Speculation, Not Regulation, Is Fueling New York’s Rent Madness

David R. Jones, The Urban Agenda

We all know the rent is too damn high in New York. But the rent hikes tenants have experienced over the past year are truly a new high – or a new low – for our city and state.

Most of the “deals” landlords offered during the first year of the pandemic, when many high-income New Yorkers left the city and renters experienced a short burst of consumer power, have since disappeared. Landlords are raising the rents back to pre-2020 levels, and then some. The median rent for a vacant Manhattan apartment now exceeds $4,000 per month – a 25 percent increase over 2021. Meanwhile, the citywide average rent has hit $2,750 – a rent that would be affordable only to a household making $110,000 or more. According to our analysis at the Community Service Society (CSS), that’s a 74 percent increase since 2014, when incomes have only gone up 16 percent.
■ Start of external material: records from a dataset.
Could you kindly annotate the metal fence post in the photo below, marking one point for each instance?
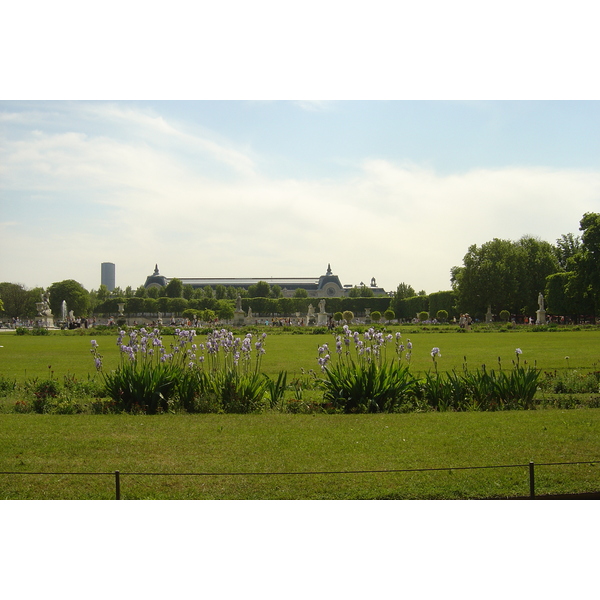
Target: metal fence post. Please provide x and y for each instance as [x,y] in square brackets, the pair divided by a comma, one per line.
[531,480]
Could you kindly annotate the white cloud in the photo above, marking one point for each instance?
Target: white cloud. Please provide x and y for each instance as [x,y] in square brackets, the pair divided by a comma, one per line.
[142,201]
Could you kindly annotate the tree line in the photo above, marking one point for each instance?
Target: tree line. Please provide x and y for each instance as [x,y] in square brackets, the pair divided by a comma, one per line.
[509,275]
[504,275]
What’s to blame for this rent madness? If you ask some people, it’s New York’s tenant protections.

Landlords are claiming to the press and in public testimony that the state’s landmark 2019 rent law reforms – the Housing Stability and Tenant Protection Act (HSTPA) – wreaked havoc on the housing stock. Rather than pointing to the pandemic, persistent unemployment, or the underwhelming federal commitment to housing subsidies, landlords instead blame state government for regulating rents. Meanwhile, the landlord lobby has the gall to announce publicly that they are warehousing 20,000 rent stabilized apartments as political payback, and demanding as ransom that the state allow them to rent them out at current market rates.

Don’t believe the hype. According to the latest research from CSS, HSTPA isn’t bringing down building conditions and has kept tens of thousands of apartments affordable. The problem with rents in New York City is speculation, not regulation.

In a soon-to-be released brief, CSS researchers analyzed the results of our annual Unheard Third survey of low-income New Yorkers, as well as the latest findings from the city’s periodic Housing and Vacancy Survey. We found that since 2019, complaints about building conditions, services and safety declined in tandem for all low-income tenants, whether they were rent regulated or not.  

Where we do see conditions decline, however, is in buildings where landlords played games with their mortgages to grasp short-term profits. A recent study by Local Initiative Support Corporation and University Neighborhood Housing Program found that between 2018 and 2020, buildings whose landlords took on increasing debts based on rising property values had almost three times the number of code violations compared to those that did not. Once again speculation, not regulation, proves to be the culprit.

Meanwhile, thanks to HSTPA, a whopping 15,670 apartments that would have otherwise left rent stabilization since 2019 have remained regulated, and kept their rents close to the citywide average rate of $1,500. On average, that represents $3,600 in annual rent savings for each of the households living in these apartments, or $56.4 million collectively per year – and rising.

We also found that low-income rent stabilized tenants were much more likely to access Covid-related emergency rental assistance and reduced rents from their landlords than their unregulated neighbors. With the protections built into rent regulation, tenants are much more willing to speak up, organize, and demand what they need from both the government and their landlords. Any law that keeps apartments stabilized helps build tenants’ power, confidence, and ability to get what they deserve.

If we want to put a stop to New York City’s rental madness, we shouldn’t end or undermine HSTPA, as landlords and their allies are calling for, but rather take the following four actions. 

Defend: with landlords and developers currently suing to reduce HSTPA or revoke it altogether, we need to support all legal efforts to protect the law from challenges as they work their way through the courts. (So far, the courts have rightfully upheld the law.)

Enforce: the state must actively enforce every provision of HSTPA and issue all the regulations necessary to translate bill text into agency action.

Educate: many key parts of rent regulation enforcement are triggered by tenant complaints, but tenants will only speak up about violations of their rights if they know those rights exist in the first place.

Expand: we need to build on the successes of HSTPA and both support efforts to establish rent regulation in more jurisdictions (as the city of Kingston is moving to do right now) and pass legislation like Good Cause eviction protections and a statewide Right to Counsel which will improve tenant security and affordability for all.

If we want to stop rent gauging and get housing costs under control, we need to push forward a bold agenda to curb speculation, expand renter’s rights, and build more affordable housing.